"As agências não têm valorizado como deveriam a parceria com os veículos”

O mercado deve ter em mente a lógica da vitrola e do vinil, criadores de duas indústrias que mudaram a história, assim como os veículos e as agências.

Para quem nunca teve contato com a vitrola ou já se esqueceu de sua existência, vale lembrar que a combinação dela com o vinil criou duas indústrias de amplo espectro e, literalmente, mudou o mundo, democratizando e multiplicando o consumo da música.

A partir da invenção do disco de vinil por Emile Berliner, em 1896, a victrola foi a evolução do fonógrafo de Thomas Edison e do seu sucessor, o gramofone de Alexander Graham Bell, tendo sido registrada em 1905 pela Victor Talking Machine Co, empresa que mais tarde foi adquirida pela RCA e uniu os esforços de fabricação do aparelho e da edição de discos.

Criava-se assim a dupla que iria gerar lógica mútua para alterar para sempre a história da música e compor uma verdadeira simbiose entre suporte tecnológico e conteúdo, na qual a existência e evolução de um gera as condições para o incremento do outro, inaugurando uma “fórmula” que seria repetida em diversos setores, com expressivos resultados.

Essa lógica também foi aplicada no mercado publicitário, no qual os veículos entraram com conteúdo editorial e de entretenimento que atraia a audiência dos consumidores e as agências contribuíram com mensagens publicitárias superiores, que incrementava os resultados dos anunciantes e os motivava a manter e aumentar seus investimentos, gerando recursos para os veículos melhorarem sua qualidade e atratividade, dando sequência a um ciclo virtuoso que marcou o século 20 com a vigorosa expansão do mercado de consumo.

As dificuldades que se abateram sobre os veículos e a publicidade com o advento da mídia digital, porém, levou à pior das reações de ambos, que com raras exceções, particularmente em relação à TV e à propaganda televisiva, enfrentaram as dificuldades quebrando o suporte mútuo e tentando gerar suas receitas publicitárias de forma independente, sem a produtiva contribuição da outra parte.

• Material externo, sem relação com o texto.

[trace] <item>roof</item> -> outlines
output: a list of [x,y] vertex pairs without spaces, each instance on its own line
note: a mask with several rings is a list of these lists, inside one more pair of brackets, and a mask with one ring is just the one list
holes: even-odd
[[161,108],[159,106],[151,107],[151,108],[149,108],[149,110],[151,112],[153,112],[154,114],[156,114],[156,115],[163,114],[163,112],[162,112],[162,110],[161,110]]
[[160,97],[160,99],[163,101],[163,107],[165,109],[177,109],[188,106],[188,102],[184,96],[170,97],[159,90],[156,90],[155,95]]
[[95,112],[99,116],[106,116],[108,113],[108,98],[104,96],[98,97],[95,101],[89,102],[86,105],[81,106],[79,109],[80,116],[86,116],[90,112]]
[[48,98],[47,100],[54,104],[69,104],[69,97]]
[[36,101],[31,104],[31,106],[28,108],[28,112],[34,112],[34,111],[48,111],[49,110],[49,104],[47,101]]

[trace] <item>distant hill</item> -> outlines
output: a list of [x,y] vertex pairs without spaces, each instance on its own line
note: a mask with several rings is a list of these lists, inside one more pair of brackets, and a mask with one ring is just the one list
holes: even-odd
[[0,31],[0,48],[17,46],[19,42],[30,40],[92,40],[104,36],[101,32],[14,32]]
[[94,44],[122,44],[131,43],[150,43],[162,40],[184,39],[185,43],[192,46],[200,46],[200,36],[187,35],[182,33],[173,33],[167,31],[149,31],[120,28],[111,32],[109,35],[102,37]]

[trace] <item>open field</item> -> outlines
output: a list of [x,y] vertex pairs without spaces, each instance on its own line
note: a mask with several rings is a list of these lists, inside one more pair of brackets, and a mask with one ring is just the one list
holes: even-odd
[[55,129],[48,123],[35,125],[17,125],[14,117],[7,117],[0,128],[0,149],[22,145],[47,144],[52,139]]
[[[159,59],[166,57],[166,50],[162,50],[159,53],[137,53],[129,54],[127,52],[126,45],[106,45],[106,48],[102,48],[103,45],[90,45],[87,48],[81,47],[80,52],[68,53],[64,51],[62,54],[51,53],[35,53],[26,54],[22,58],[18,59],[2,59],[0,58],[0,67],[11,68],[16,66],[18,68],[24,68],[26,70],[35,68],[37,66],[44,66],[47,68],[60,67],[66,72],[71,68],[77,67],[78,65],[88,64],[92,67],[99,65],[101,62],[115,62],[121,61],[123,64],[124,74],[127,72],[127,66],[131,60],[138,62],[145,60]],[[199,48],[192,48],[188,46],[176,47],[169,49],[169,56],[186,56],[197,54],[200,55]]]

As agências não têm valorizado como deveriam a parceria com os veículos, em parte embarcando em fórmulas menos eficazes como o conteúdo de marca, as mídias sociais, o viral e os influenciadores - minimizando a associação virtuosa que não apenas gerou riquezas e prestígio para elas como, mais importante, resultados superiores para as marcas que atendem.